Tränen standen ihr in den Augen. Panik stieg auf. Was würde mit ihr geschehen? Wäre ihr Leben in Gefahr?

Sie dachte an Markus. An zu Hause. An ihr Geschäft und an Marion. Aber auch an Ian, seine reizende Großmutter. An Oliver Bergstaller und Bert Schrader. Er schien auch ein ziemlich undurchsichtiger Typ zu sein. Aber mit ihrem Kidnapping hier auf Mallorca hatte er sicher nichts zu tun.

Vom Bootssteg her hörte sie Geräusche. Männer unterhielten sich, sie hörte spanische und englische Wortfetzen.
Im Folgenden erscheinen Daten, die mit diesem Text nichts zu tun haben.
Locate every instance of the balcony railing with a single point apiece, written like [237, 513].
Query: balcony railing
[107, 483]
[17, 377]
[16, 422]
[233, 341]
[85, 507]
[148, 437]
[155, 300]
Verzweifelt rief sie wieder um Hilfe – aber niemand hörte sie.

 

Drückend schwül war es heute! Und die Kunden – ätzend, einer wie der andere! Glaubten, sich alles herausnehmen zu können, nur weil sie am längeren Hebel saßen. Wie leid er das alles war! Wie er es hasste, sich jeden Morgen wieder in diese Tretmühle begeben zu müssen!
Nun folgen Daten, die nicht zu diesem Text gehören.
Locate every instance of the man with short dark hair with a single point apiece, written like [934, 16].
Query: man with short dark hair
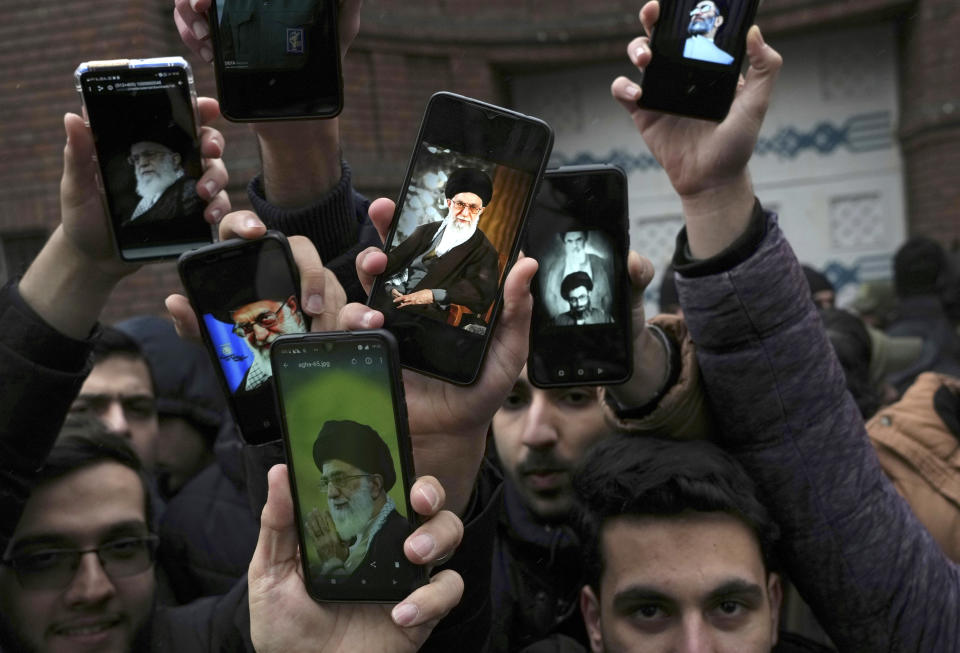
[450, 261]
[706, 19]
[679, 551]
[576, 288]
Nicht ein einziges positives Ergebnis hatte der heutige Tag gebracht. Im Gegenteil, ein Kunde war abgesprungen, weil Bert Schrader es nicht geschafft hatte, den gewünschten Fotografen für die Werbekampagne zu engagieren.
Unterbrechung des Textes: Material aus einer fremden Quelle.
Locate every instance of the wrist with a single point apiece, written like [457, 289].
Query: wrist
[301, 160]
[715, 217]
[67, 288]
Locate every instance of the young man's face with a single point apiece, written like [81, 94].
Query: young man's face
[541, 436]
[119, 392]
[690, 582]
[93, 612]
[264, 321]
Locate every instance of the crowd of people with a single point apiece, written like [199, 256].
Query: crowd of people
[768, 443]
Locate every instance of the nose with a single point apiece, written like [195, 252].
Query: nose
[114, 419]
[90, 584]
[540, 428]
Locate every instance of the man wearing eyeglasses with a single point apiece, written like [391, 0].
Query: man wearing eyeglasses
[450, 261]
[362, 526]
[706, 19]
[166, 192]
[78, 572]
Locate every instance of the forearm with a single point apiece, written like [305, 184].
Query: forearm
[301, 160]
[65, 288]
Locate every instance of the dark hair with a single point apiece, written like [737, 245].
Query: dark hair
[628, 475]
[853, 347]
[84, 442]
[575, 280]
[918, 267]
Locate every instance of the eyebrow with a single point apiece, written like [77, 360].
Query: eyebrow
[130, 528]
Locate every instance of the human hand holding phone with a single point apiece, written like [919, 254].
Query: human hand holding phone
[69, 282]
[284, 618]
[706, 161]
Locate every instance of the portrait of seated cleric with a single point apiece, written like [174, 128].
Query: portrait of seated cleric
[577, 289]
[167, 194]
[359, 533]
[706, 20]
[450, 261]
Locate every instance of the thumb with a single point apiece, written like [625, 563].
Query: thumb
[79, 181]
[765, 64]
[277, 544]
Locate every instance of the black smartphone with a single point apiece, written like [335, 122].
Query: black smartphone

Damit war ein Dreißigtausend-Euro-Auftrag weg!

Und auch eine Grafikerin hatte gekündigt – dumme Zicke! Er soll sie sexuell belästigt haben! So ein Unsinn. Die sollte froh sein, dass ihr überhaupt jemand an die Wäsche ging! Er hatte mal nach ihren Titten gegriffen, gut und schön, aber das war doch nichts Besonderes! So, wie dieses blonde Nichts auch nichts Besonderes war. Weder als Frau noch als Grafikerin.

Fakt war jedoch, dass sie ihm jetzt fehlte und er sich mit einer Grafikagentur in Verbindung setzen musste, wenn er nicht die beiden laufenden Aufträge verlieren wollte.

Bert tastete nach seinem Jackett – es mussten doch noch ein paar Pillen da sein!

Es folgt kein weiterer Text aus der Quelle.